A handful of easily digestible storylines were front and center Tuesday, which at least helped fill what can be a maddening summer void.
US banks were pleased to announce their intention to dole out more money to shareholders after easily clearing the Fed’s stress test, the last obstacle on the road to escaping pandemic constraints. Unshackled, the country’s six biggest banks will boost dividend payments by an average of 50%. Morgan plans to double its payout. Only Citi refrained. Buybacks are on the menu too, naturally.
Wall Street’s capital plans were accompanied by a handful of pompous statements dressed up as dutiful nods to discipline. “Our longstanding capital hierarchy remains the same — invest in and grow our market-leading businesses to support our clients, customers and communities, pay a sustainable dividend, and return any remaining excess capital to shareholders,” Jamie Dimon said.
Right. But what about those overdraft fees? Asking for Elizabeth Warren. (And also for the people who were overdrafted.)
Wall Street fared well during the pandemic, to say the least. Trading and IB revenues were, at times, obscene. Q1 2021 was no exception (figure below).
“A surge in payouts is welcome news for investors but could put big banks on defense again in Washington,” Bloomberg wrote. (Thank God for lobbyists!)
Meanwhile, it turns out breaking up big-tech is going to be more difficult than simply asking the courts to defer to common sense. “It is almost as if the agency expects the court to simply nod to the conventional wisdom that Facebook is a monopolist,” a federal judge said Monday, while tossing antitrust lawsuits brought against “The Social Network” by the FTC and dozens of states’ attorneys general.
Yes, you actually have to prove your case in America. Otherwise, O.J. Simpson gets to spend the rest of his life “looking for” Nicole’s killer on the golf course (as opposed to stiff-arming fellow inmates in the mess hall.)
Judge James E. Boasberg used an eclectic mix of references to make his point. “Ultimately, this antitrust action is premised on public, high-profile conduct, nearly all of which occurred over six years ago, before the launch of the Apple Watch or Alexa or Periscope, when Kevin Durant still played for the Oklahoma City Thunder and when Ebola was the virus dominating headlines,” he wrote. (If only we’d brought the case when Durant was monopolizing the NBA with the Warriors!)
Happy days, Facebook is now worth one whole “bipartisan” infrastructure plan (figure below).
Panning out to a 30,000-foot view, US equities were perched at new records (because where else would they be?). Commentators rolled out a few caveats.
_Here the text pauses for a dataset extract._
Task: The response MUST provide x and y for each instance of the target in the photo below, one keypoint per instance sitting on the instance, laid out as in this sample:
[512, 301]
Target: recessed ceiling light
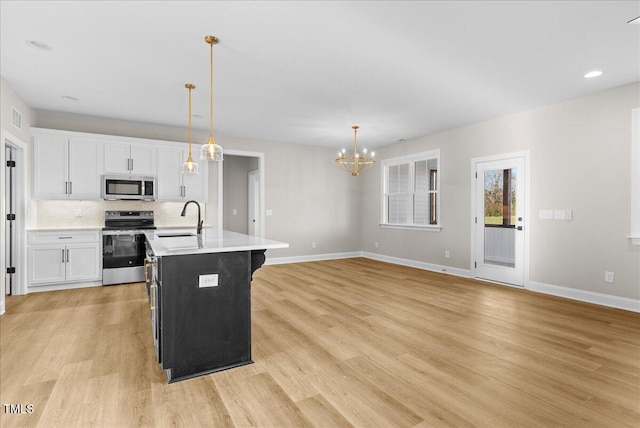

You gotta say something to spice it up, after all.
“There’s a palpable sense of fear in some corners of the market,” Bloomberg’s Cormac Mullen wrote Tuesday, noting that the Cboe Skew Index hit a record last week, while Credit Suisse’s Fear Barometer sits just shy of a multi-year high.
“Neither are evidence that a correction is coming,” Mullen conceded. “But they do suggest at least some investors are acting like one might.”
Global stocks are on the verge of logging a fifth quarterly gain.
Anyone else suffering from a case of “everything sucks right now”?
Yup. I’m about 30% cash and can’t think of a single thing I feel good buying more of. Happy with my longs, but not interested in adding to them at these levels.
Buy puts I guess. Or GameStop.
Rip Van Winkle would never know he’d been asleep.